Les Européens emportent sur leurs bateaux les maladies et la répression. Contrairement aux Maoris de Nouvelle-Zélande qui signèrent le traité de Waitangi, jamais les Aborigènes ne se soumettront et reconnaîtront la colonisation. En 1831, alors que la Tasmanie est livrée à des actes de violences extrêmes qui a pour conséquence la proclamation de la loi martiale, un colon de Launceston, écrit au journal local : « Nous sommes en guerre contre eux ; ils nous considèrent comme des ennemis – des envahisseurs ; ils considèrent que nous les opprimons et que nous les persécutons ; ils résistent à notre invasion. Ils n’ont jamais été vaincus, et donc ils ne sont pas des sujets en rébellion, mais une nation injuriée, et ils défendent, à leur manière, les possessions qui sont les leurs de droit et qui leur ont été arrachées par la force. » Quand le célèbre Charles Darwin visite Hobart en 1836, il déclare être le témoin de vols et de meurtres commis par les Aborigènes, mais que ces violences trouvent leurs origines dans la « conduite infâme » de quelques britanniques.

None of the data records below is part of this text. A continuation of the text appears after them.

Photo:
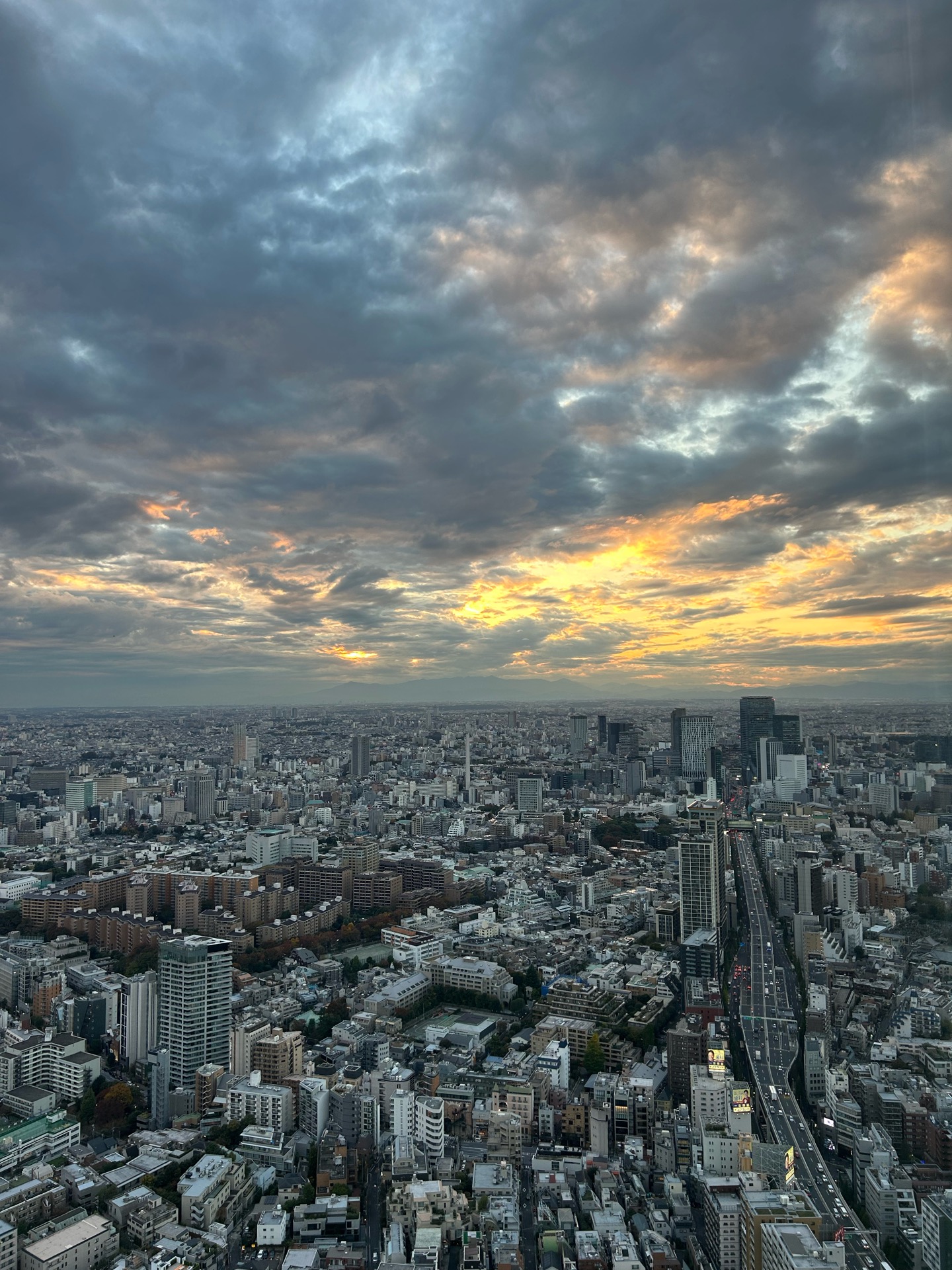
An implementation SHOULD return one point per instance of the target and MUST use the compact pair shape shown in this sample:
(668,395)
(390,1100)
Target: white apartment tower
(194,1003)
(139,1016)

Entre 1901 et 1969, une loi oblige les enfants métis à être élevés parmi des institutions blanches. Les enfants vont être arrachés de force à leur famille, placés dans des orphelinats ou des centres sociaux, pour être éduqués à l’européenne.

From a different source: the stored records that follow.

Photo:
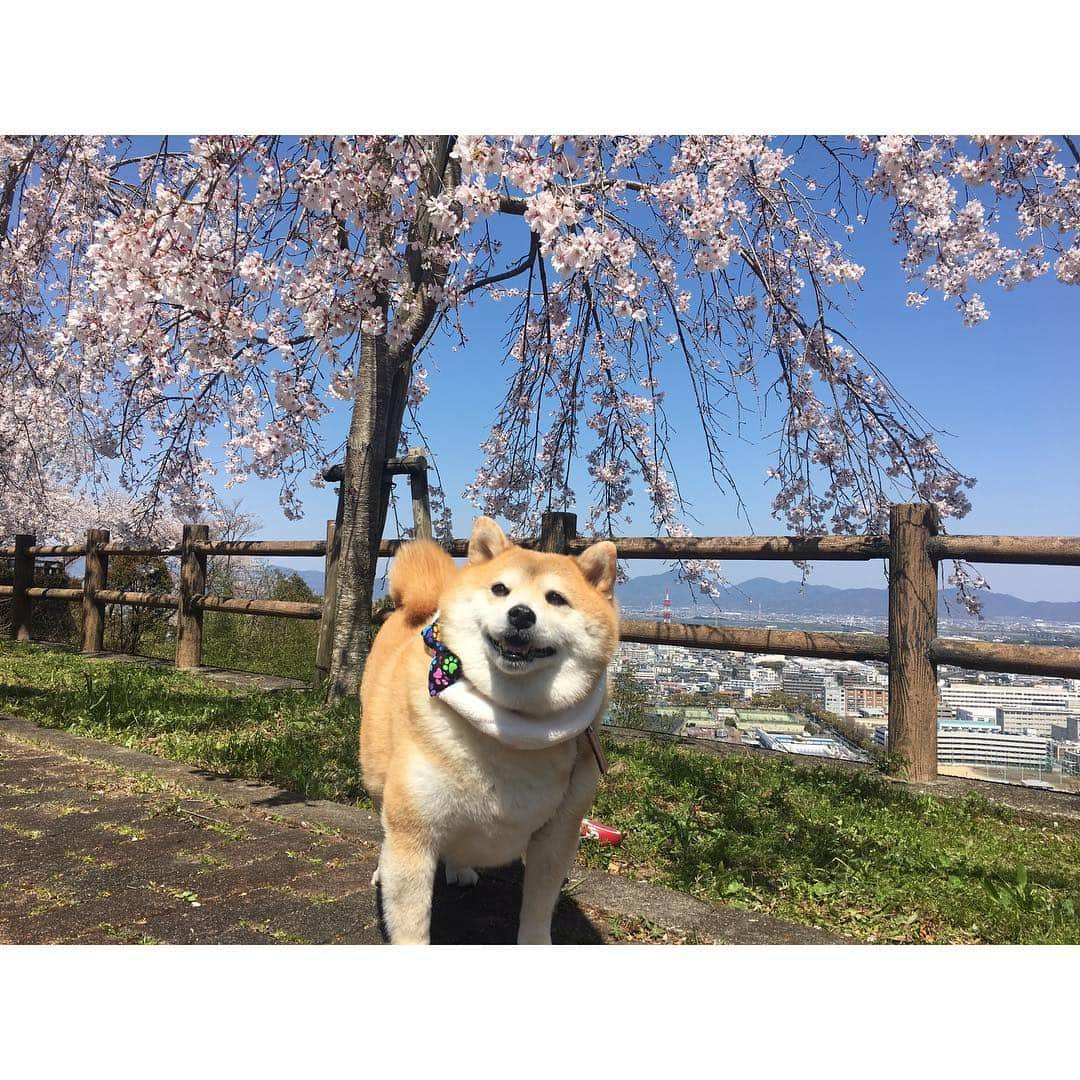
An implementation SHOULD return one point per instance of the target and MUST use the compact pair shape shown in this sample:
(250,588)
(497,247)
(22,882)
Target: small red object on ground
(604,834)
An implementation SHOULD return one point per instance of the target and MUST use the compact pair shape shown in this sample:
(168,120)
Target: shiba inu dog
(480,701)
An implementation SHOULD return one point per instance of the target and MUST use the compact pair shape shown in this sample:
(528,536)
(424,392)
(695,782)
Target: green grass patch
(844,850)
(287,738)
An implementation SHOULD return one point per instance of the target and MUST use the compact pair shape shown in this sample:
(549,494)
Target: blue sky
(1006,391)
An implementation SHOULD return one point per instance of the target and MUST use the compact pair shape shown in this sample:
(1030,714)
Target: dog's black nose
(521,618)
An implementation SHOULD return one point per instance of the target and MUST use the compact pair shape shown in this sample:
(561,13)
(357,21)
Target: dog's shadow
(487,913)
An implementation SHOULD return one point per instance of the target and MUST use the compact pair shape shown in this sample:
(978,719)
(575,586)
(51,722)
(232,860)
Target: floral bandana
(445,666)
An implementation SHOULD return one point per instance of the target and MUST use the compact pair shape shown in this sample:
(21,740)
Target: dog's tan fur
(445,790)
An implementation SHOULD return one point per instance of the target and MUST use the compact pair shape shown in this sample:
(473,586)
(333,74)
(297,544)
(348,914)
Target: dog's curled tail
(418,575)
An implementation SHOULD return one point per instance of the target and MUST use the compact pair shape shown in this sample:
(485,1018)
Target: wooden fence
(912,647)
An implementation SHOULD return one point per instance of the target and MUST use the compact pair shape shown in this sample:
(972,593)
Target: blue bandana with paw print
(445,666)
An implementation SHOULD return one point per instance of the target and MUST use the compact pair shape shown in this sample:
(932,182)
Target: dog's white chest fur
(486,807)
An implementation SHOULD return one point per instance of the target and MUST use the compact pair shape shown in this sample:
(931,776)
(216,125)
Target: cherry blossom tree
(227,289)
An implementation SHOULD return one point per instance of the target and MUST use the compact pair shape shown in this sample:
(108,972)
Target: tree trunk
(364,497)
(374,433)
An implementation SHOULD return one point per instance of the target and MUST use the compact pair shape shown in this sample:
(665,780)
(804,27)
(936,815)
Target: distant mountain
(766,596)
(313,579)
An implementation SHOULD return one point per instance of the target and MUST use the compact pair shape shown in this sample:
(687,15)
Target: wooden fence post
(95,576)
(421,503)
(22,606)
(556,530)
(192,583)
(913,625)
(325,645)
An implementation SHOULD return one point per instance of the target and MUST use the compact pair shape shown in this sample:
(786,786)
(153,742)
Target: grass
(287,738)
(847,851)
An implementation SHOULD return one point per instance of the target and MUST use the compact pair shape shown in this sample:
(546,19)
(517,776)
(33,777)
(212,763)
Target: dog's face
(534,631)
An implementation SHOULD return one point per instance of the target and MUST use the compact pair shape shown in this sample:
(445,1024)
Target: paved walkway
(104,845)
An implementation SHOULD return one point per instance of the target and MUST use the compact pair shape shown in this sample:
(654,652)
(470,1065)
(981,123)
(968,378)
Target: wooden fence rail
(912,647)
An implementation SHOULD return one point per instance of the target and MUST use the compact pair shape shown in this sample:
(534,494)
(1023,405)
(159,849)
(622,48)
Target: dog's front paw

Au cours du XIXe siècle, les conflits entre colons et Indigènes vont s’accentuer. Les Aborigènes vont commettre de nombreux meurtres sur des Blancs. Dans les campagnes, les massacres de moutons ou de vaches, cumulés à des incendies, vont provoquer la faillite de plusieurs fermes. Jamais l’Australie ne sera en paix. Les Blancs vont répliquer par des tueries, parmi elles des femmes et des enfants, comme à Pinjarra (60 à 70 morts)et Myall Creek (la première fois où des Blancs seront exécutés pour leurs actes). Les bushrangers, bagnards qui sévissent dans les terres isolées, seront pistés par des traqueurs aborigènes, engagés par les Blancs. Pemulwuy sera connu comme l’un des premiers résistants à l’empire britannique. Membre du clan Bidjigal, vivant dans la région de Sydney à la fin du XVIIIe siècle, il répliquera par chaque acte de violence blanche par des attaques contre les colons. Tué en 1802, on lui trancha la tête, qu’on en envoya à Londres. Symbole d’une résistance aborigène, Pemulwuy aura même le respect de des ennemis : « En dépit d’une terrible peste pour la colonie, il possédait un caractère courageux et indépendant, un chef actif et audacieux », déclarait le gouverneur Philip Gidley King.

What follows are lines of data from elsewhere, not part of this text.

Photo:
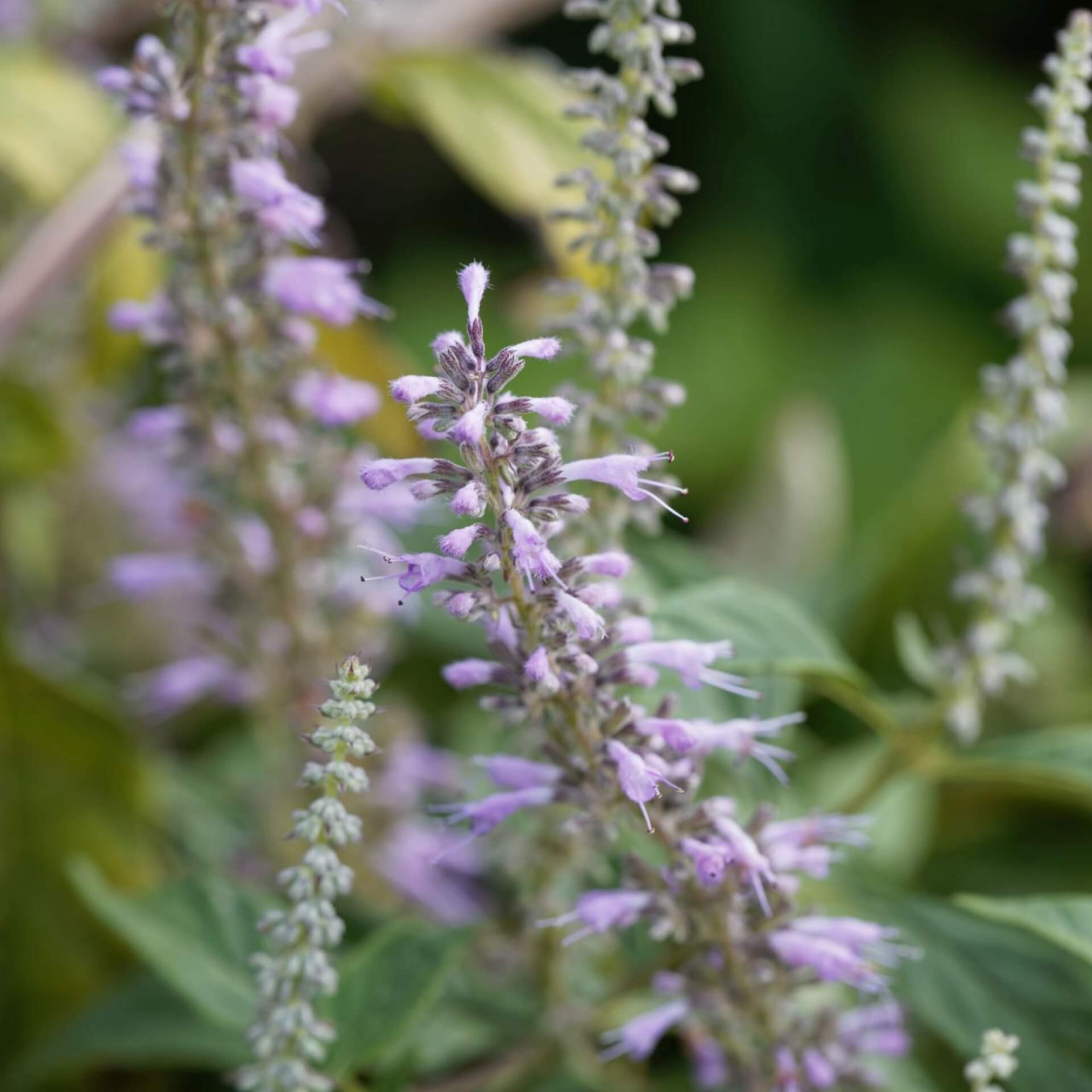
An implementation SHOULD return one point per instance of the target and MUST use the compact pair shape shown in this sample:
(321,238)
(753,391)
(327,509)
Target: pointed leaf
(387,985)
(142,1024)
(197,934)
(1054,764)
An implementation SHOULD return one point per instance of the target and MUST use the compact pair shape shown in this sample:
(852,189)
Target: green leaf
(777,643)
(497,117)
(142,1024)
(33,440)
(387,985)
(72,781)
(1065,921)
(979,974)
(197,934)
(915,651)
(54,123)
(1052,764)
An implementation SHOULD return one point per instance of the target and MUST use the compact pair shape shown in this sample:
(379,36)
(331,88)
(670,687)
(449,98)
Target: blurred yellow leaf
(71,781)
(361,351)
(125,269)
(54,123)
(498,118)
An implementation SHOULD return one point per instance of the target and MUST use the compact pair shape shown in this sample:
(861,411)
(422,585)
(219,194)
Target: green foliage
(33,440)
(498,118)
(388,985)
(196,934)
(1065,921)
(980,973)
(142,1024)
(1053,764)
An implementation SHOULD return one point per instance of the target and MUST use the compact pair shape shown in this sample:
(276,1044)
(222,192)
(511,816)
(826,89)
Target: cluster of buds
(1027,395)
(997,1061)
(567,647)
(288,1039)
(619,211)
(246,471)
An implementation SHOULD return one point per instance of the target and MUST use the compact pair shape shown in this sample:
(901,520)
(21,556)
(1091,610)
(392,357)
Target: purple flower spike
(789,1075)
(470,428)
(486,814)
(282,208)
(530,551)
(710,1066)
(274,105)
(473,281)
(509,771)
(470,500)
(612,564)
(557,411)
(141,159)
(321,287)
(537,669)
(410,389)
(273,52)
(600,912)
(153,319)
(140,576)
(638,1037)
(829,960)
(167,690)
(383,472)
(541,349)
(464,674)
(692,661)
(748,859)
(819,1069)
(334,400)
(587,623)
(458,542)
(632,631)
(709,861)
(624,473)
(639,780)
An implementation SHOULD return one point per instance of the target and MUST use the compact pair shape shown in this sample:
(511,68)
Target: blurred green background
(858,163)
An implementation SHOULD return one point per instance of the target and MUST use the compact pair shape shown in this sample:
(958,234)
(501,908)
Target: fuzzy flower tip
(464,674)
(333,400)
(473,281)
(423,570)
(530,551)
(321,287)
(624,473)
(484,815)
(383,472)
(639,779)
(410,389)
(509,771)
(600,912)
(692,661)
(639,1037)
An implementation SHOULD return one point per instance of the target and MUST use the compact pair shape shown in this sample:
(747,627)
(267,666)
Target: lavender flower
(248,435)
(561,644)
(997,1058)
(602,911)
(617,218)
(1027,396)
(640,1036)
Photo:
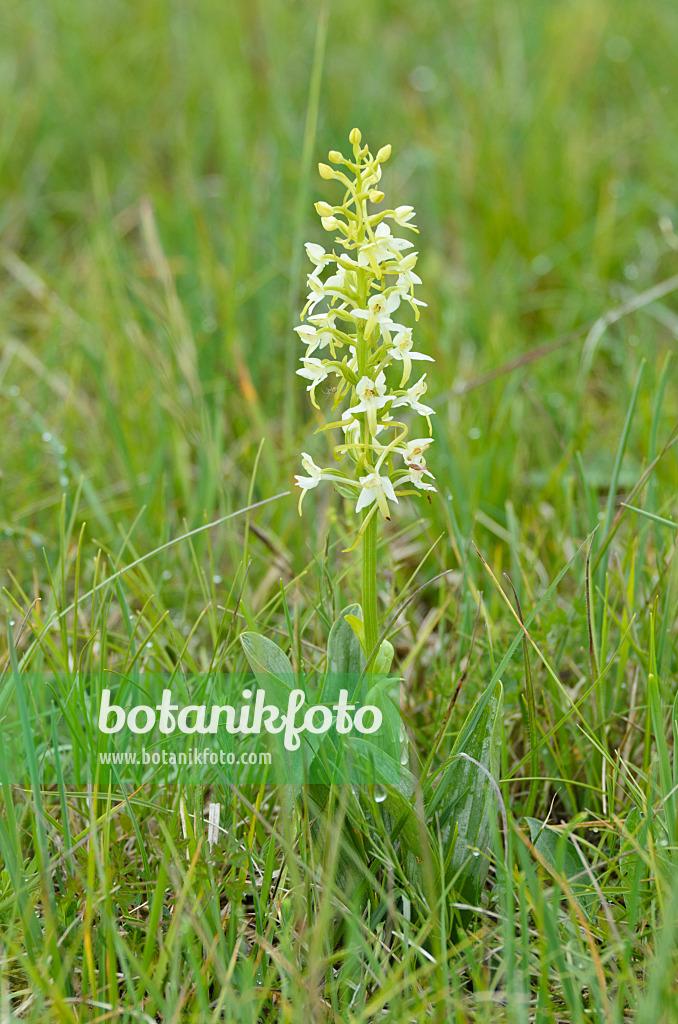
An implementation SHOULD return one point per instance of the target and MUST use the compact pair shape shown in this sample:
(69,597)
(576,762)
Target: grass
(157,167)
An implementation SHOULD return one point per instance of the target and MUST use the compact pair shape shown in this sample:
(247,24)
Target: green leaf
(345,658)
(267,662)
(560,853)
(465,801)
(357,627)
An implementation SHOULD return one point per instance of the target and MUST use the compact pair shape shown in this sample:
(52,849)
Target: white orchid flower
(315,372)
(358,285)
(307,482)
(373,396)
(414,450)
(351,428)
(416,475)
(313,338)
(376,488)
(412,396)
(316,254)
(401,350)
(379,310)
(384,247)
(403,214)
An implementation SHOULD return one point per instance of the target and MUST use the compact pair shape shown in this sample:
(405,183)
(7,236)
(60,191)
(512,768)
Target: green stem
(370,587)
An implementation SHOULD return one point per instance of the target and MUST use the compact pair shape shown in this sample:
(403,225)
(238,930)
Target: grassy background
(157,169)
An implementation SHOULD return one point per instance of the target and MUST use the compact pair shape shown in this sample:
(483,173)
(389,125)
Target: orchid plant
(349,333)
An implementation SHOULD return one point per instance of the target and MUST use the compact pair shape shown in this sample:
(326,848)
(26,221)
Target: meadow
(158,173)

Le XXe siècle sera le théâtre d’un des épisodes les plus sombres de l’histoire australienne : les générations volées. Entre 1901 et 1969, une loi oblige les enfants métis à être élevés parmi des institutions blanches. Les enfants vont être arrachés de force à leur famille, placés dans des orphelinats ou des centres sociaux, pour être éduqués à l’européenne. La justification est le sang « blanc » des enfants, et la politique, décidément bien dans son époque, celle de la montée des totalitarismes, est celle de la White Australia, de « l’Australie aux Blancs ». Il y a de la xénophobie, du fascisme et des relents abjects de tout parti d’extrême-droite européen de l’époque qui évoquent la pureté d’une race, d’un sang ou d’une éducation. Il faudra attendre 2008 pour que le gouvernement australien, celui de Kevin Rudd, demande pardon à toutes les familles concernées par les générations volées. Le nombre d’enfants séparés de leurs familles n’a pas été établi clairement. Mais en 1997, le rapport « Bringing them home » (« Les ramener chez eux »), évoque le chiffre terrifiant de 100 000 enfants.